# Devil May Cry....MOVIE?!?!?!?!?!?!?!?!?



## Talon. (May 5, 2008)

yeah, u heard me right. A DEVIL MAY CRY MOVIE is confirmed ond they are starting the preproduction this year


Free Image Host

follow link for (very little) info

details are sketchy on whos playing what character and other info, so y dont we take guesses?


----------



## ~Gesy~ (May 5, 2008)




----------



## Vault (May 5, 2008)

i hope this is win


----------



## Hana (May 5, 2008)

Her comes another crappy game adaptation to film.....

*pulls out yellow sheets*
*LEAVE DMC ALONE!*


----------



## Aruarian (May 5, 2008)

It'll probably be absolute shit. Keeping in mind previous game adaptation, plus the fail of the anime series, it doesn't promise much good.


----------



## Vault (May 5, 2008)

remembering the anime i have lost all hope


----------



## ~Gesy~ (May 5, 2008)

the anime wasn't good?

i was thinking about watching that.

and tomb raider was done well

but i have a feeling this will kinda be like blade


----------



## Canute87 (May 5, 2008)

wesley snipes as dante


----------



## The Drunken Monkey (May 5, 2008)

Jet Li as Vergil.................


----------



## Talon. (May 5, 2008)

I agree with canute and knuckle, but i think that the lead singer of 30 seconds to mars is good for dante..............yeah......
another thing:I also respect everyone elses opinions,but speculation on if its good or not doesnt matter all that much, seeing as its not comin out for 2 years 
someone post a vid of the anime.......please


----------



## Seto Kaiba (May 5, 2008)

Everytime a video game-to-movie adaptation is made, I keep thinking: 

"The story is simple, they can't screw it up that bad."

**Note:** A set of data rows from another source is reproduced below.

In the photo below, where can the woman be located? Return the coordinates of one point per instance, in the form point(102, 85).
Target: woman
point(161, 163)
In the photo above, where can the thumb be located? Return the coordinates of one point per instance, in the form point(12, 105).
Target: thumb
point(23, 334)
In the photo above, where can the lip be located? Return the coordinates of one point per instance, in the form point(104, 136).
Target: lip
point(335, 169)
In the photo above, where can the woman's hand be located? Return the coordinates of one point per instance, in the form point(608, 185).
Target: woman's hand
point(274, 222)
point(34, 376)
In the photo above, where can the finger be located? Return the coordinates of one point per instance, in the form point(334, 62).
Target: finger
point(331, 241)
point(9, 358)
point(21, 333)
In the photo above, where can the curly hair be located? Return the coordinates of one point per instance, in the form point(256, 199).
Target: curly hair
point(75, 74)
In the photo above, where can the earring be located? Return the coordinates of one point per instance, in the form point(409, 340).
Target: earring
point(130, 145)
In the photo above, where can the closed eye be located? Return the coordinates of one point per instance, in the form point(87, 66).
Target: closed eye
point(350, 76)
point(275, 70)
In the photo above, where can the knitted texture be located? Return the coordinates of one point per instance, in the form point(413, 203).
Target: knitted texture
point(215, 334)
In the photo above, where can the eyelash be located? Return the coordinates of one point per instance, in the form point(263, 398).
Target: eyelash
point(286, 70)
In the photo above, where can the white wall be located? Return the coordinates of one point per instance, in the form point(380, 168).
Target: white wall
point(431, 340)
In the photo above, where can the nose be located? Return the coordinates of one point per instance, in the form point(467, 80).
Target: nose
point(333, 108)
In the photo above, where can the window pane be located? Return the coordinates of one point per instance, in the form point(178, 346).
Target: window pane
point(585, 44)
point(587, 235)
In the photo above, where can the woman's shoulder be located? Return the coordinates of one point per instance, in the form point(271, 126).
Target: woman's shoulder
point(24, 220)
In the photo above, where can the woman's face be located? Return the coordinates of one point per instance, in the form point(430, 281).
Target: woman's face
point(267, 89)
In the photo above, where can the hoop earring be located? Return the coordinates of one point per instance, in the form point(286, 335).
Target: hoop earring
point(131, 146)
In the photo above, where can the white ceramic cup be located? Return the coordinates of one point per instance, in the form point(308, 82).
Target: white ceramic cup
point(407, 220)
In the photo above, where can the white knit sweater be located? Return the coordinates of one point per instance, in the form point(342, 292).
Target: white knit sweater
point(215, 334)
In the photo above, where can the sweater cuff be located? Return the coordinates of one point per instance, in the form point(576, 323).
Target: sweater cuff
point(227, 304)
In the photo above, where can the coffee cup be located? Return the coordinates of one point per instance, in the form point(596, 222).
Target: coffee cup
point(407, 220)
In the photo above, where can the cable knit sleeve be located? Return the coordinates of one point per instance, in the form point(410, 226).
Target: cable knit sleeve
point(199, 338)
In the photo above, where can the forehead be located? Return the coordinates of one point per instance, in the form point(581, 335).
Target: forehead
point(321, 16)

And I always end up wrong...


----------



## CalRahhh (May 5, 2008)

Most likely will be shit, but you never know. 

@ gesy hyuga: The first Blade was awsome


----------



## Cardboard Tube Knight (May 6, 2008)

Jared Leto as Dante


----------



## Kira U. Masaki (May 6, 2008)

wesley snipes is gonna be in a new jersey pen for the next three years, not to mention the other obvious problem , eh this is gonna be like dbz high flop rate, but if its good it can bank


----------



## Aruarian (May 6, 2008)

Jared Leto as Dante? 


What part of _manly_ do you not understand?


----------



## Angelus (May 6, 2008)

This was posted on Friday June 6, 2003. Not exactly what I would call "news"...


----------



## Talon. (May 6, 2008)

........................damn.......who the hell is jared lito?


----------



## Libelle (May 6, 2008)

Anthony Kiedis as Dante ! (If he was an actor....)

Jared Leto is more a Nero, isn't he? Here's a picture .


----------



## Sasuke_Bateman (May 6, 2008)

This is going to suck ass


----------



## CalRahhh (May 6, 2008)

Rock_Lee said:


> This was posted on Friday June 6, 2003. Not exactly what I would call "news"...



are you trying to say it's NOT 2003?


----------



## Kira U. Masaki (May 7, 2008)

Libelle said:


> Anthony Kiedis as Dante ! (If he was an actor....)
> 
> Jared Leto is more a Nero, isn't he? Here's a picture .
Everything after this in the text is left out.